Exploring ocean wave energy for climate management
By Foerd AmesAsia’s growth as international manufacturing powerhouse is in part due to low apparent energy prices, worker cost, and open-ended materials procurement. The greatest profit driver has been consistent exclusion of environmental true costs associated with handling carbon and nuclear-based emissions and waste.
Intersecting this rise are personal desires for good health, improved educational opportunities, and higher living standards that have led to a recent and rapid awareness of regional impacts due to a changing climate. For several years, the IPCC Intergovernmental Panel on Climate Change sought only to qualify climate change symptoms and whether induced by human activity or result of long term natural cycles.
Recent weather events, several fantastic and expensive proposals, and persistent voices from the minority helped redirect IPCC in its fourth assessment to begin analyzing relatively practical climate solution scenarios. This focus resulted in currently published special reports, “Managing the Risks of Extreme Events and Disasters to Advance Climate Change Adaptation” and “Renewable Energy Sources and Climate Change Mitigation”.
Becoming acknowledged is that large portion of extreme annual weather is expressed through water cycles- increased storm frequency and severity, ocean water thermal expansion, and continual record-breaking polar melt of both land and sea ice. Like a canary in a coal mine, first effects are felt by islands and coastal nations, particularly that large number in South-East Asia and Pacific region, as rising sea levels inundate low lying areas.
The aqueous portion of this very serious dilemma may be most elegantly resolved if ocean water is geo- engineered to be used as fuel source and freshwater supply.
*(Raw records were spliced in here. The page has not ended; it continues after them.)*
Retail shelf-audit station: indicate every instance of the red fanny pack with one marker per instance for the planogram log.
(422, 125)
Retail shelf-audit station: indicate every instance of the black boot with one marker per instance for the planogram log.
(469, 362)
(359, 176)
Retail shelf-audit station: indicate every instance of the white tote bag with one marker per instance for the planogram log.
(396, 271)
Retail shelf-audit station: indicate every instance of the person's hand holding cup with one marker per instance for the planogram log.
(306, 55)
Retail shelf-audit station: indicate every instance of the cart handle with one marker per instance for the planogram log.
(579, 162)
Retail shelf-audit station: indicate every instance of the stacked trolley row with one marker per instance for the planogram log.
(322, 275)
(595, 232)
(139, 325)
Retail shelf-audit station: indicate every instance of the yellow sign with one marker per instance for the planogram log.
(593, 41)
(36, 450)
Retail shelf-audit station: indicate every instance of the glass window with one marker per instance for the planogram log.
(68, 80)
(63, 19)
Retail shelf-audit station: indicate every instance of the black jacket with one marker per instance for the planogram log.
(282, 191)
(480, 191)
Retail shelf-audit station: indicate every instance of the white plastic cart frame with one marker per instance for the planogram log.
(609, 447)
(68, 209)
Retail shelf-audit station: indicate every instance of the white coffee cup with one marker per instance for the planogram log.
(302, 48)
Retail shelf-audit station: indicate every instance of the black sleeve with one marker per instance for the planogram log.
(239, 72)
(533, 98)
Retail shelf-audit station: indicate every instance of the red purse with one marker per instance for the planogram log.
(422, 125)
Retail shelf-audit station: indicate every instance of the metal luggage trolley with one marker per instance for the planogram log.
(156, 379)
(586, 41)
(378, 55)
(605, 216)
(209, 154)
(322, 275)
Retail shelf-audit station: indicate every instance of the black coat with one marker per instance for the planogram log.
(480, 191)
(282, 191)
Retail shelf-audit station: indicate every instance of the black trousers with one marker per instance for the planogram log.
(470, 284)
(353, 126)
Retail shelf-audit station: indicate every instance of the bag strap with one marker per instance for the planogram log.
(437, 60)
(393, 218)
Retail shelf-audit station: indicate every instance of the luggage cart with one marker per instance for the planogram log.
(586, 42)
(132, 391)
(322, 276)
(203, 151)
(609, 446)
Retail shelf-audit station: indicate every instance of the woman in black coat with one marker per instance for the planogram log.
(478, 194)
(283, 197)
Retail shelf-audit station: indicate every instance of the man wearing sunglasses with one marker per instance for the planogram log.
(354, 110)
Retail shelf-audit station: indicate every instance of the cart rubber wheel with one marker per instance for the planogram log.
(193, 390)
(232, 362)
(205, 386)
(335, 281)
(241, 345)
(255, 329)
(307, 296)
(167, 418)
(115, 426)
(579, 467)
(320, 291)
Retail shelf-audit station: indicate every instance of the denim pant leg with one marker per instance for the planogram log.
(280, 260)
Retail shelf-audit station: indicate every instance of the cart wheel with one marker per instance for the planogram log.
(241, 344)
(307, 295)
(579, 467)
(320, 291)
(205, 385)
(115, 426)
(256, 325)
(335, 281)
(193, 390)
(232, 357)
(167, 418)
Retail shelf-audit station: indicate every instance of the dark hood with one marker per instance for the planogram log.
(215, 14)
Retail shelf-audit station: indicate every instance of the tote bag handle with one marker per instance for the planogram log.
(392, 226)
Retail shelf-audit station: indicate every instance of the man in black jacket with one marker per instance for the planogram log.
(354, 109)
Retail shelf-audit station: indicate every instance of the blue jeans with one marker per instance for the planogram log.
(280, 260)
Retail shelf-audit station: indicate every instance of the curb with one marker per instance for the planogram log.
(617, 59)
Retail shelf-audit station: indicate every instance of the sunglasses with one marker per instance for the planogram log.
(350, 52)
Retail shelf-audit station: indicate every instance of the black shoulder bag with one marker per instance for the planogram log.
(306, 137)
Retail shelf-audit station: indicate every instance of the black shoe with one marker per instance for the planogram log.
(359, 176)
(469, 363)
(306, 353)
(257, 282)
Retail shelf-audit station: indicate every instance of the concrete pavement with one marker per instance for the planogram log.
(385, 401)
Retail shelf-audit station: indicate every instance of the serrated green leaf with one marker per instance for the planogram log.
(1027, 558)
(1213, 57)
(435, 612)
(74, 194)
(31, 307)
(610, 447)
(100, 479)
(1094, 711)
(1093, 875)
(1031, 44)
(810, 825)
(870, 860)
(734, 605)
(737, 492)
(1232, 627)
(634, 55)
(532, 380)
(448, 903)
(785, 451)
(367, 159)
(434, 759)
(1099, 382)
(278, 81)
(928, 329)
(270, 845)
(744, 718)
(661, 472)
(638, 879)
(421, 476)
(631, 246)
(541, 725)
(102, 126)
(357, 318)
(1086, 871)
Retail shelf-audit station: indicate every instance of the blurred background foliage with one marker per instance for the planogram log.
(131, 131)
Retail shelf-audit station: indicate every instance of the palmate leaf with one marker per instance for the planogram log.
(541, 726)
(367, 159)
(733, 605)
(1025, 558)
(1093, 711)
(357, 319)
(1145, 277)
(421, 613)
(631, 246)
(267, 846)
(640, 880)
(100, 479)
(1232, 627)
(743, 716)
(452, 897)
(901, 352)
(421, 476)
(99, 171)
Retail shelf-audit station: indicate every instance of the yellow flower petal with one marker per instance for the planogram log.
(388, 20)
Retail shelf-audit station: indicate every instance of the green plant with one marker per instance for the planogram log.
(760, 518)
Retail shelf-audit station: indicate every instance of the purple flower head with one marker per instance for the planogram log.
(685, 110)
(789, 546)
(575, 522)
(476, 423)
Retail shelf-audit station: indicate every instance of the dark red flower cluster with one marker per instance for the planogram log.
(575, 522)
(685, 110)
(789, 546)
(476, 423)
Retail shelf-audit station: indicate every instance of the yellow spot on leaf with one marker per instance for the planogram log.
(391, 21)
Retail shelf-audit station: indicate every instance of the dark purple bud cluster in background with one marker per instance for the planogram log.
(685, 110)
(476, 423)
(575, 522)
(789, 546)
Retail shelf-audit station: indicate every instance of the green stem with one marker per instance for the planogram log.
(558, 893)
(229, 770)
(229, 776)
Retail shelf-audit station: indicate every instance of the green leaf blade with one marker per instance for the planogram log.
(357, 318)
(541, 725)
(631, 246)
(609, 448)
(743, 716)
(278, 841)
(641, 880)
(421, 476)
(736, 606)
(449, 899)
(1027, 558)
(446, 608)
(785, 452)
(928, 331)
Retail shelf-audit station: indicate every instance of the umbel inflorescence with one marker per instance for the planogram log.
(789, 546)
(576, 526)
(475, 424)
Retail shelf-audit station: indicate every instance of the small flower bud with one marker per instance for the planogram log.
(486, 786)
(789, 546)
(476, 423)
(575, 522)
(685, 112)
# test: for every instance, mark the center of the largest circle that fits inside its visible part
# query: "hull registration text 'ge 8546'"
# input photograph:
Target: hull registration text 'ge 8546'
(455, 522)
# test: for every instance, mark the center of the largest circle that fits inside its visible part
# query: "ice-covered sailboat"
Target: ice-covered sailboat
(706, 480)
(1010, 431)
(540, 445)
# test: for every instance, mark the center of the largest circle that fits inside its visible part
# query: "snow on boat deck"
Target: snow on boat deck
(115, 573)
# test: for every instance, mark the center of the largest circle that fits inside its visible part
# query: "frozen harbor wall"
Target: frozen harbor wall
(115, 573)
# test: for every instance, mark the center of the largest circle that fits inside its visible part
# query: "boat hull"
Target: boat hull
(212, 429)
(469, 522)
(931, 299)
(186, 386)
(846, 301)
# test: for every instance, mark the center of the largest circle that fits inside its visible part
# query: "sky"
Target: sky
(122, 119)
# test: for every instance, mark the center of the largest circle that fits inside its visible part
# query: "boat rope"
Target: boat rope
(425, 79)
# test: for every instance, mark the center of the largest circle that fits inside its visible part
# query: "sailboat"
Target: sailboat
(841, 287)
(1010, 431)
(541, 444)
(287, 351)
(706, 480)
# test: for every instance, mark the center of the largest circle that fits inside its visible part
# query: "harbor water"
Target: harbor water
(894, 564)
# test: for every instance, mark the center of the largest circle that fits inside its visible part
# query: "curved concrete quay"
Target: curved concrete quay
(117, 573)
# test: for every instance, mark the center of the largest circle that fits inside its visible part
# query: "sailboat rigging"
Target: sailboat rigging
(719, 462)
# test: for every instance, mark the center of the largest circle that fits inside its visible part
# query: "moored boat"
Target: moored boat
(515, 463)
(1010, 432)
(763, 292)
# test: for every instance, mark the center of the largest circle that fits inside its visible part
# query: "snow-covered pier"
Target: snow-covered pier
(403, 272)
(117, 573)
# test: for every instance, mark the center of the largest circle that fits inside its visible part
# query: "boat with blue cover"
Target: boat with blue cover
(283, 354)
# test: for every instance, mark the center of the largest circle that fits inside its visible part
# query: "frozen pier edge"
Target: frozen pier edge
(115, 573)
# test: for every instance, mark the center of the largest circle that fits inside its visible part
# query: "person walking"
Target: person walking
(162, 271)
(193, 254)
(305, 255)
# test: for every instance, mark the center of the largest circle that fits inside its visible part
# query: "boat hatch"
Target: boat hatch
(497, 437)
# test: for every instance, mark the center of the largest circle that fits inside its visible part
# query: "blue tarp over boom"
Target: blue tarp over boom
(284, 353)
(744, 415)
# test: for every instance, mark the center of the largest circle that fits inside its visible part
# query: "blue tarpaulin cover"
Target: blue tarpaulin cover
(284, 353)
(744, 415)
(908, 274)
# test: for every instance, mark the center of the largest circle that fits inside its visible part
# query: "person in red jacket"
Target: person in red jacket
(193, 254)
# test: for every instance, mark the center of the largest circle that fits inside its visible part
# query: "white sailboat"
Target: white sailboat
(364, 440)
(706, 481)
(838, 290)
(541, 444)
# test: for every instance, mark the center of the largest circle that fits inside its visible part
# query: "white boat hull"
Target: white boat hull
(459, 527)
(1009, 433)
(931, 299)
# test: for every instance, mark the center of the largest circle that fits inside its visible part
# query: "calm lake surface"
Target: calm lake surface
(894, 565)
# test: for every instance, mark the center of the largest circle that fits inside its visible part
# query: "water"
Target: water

When adequate portion of desalinated, purified water is electrolyzed to produce hydrogen and oxygen gases, sequestered in power processes of human industry, resalinated and recycled, then the problem transforms to opportunity.
Toward such promising future, and for so long overshadowed by solar and wind conversion, utility–scale electrical generation from MHK marine hydrokinetics is certain to become a major energy source. In particular, ocean wave energy is finally receiving due consideration from designers and developers.
Unfortunately, short memory or “conscious ignorance” have overproduced redundant, narrow variation of previously proposed wave energy conversion technology and misplaced investment in shore and near shore barrier-type MHK installations. In 2011, the government of China awarded a substantial contract for such devices positioned along seawalls.
Equally daunting is a perception that closely located deployment of two or more unitary wave devices represents a modular system and, to date, little consideration is given to ancillary cost of power transmission and support structures not directly involved with electrical generation.
The present, industry leading technology is indeed modular and self-referencing so that support structures are not integral to its operation. This horizontally floating linear device may be appropriate for near shore venue having predictably steady unidirectional waves.
However, concerns about obstruction of competing interests and near shore biological activity have directed majority industry proposals farther offshore to deeper ocean. There, diminished efficiency of the leading technology requires availability of substantial untapped circular area, like the hands of a clock dial, for coming about to properly align with changes to prevailing wave direction.
Though the energy density of individual waves is marketable for small-scale or niche application, industrial wave energy implementation will not occur until systematic, modular, and self-referencing approaches enable conversion of large, diffuse interference wave fields. Ideally such modular systems are situated in dominantly horizontal plane within and just below the active wave zone, are easily disconnectable for servicing or replacement, and made of bio-compatible materials that enable some amount of biological growth without upsetting functionality.
Such systems may even serve a dual purpose of forming human activity exclusion zones to assist rejuvenation of ocean dead zones. Marine hydrokinetics and wave energy conversion are poised for exceptional growth when such true costs are objectively considered.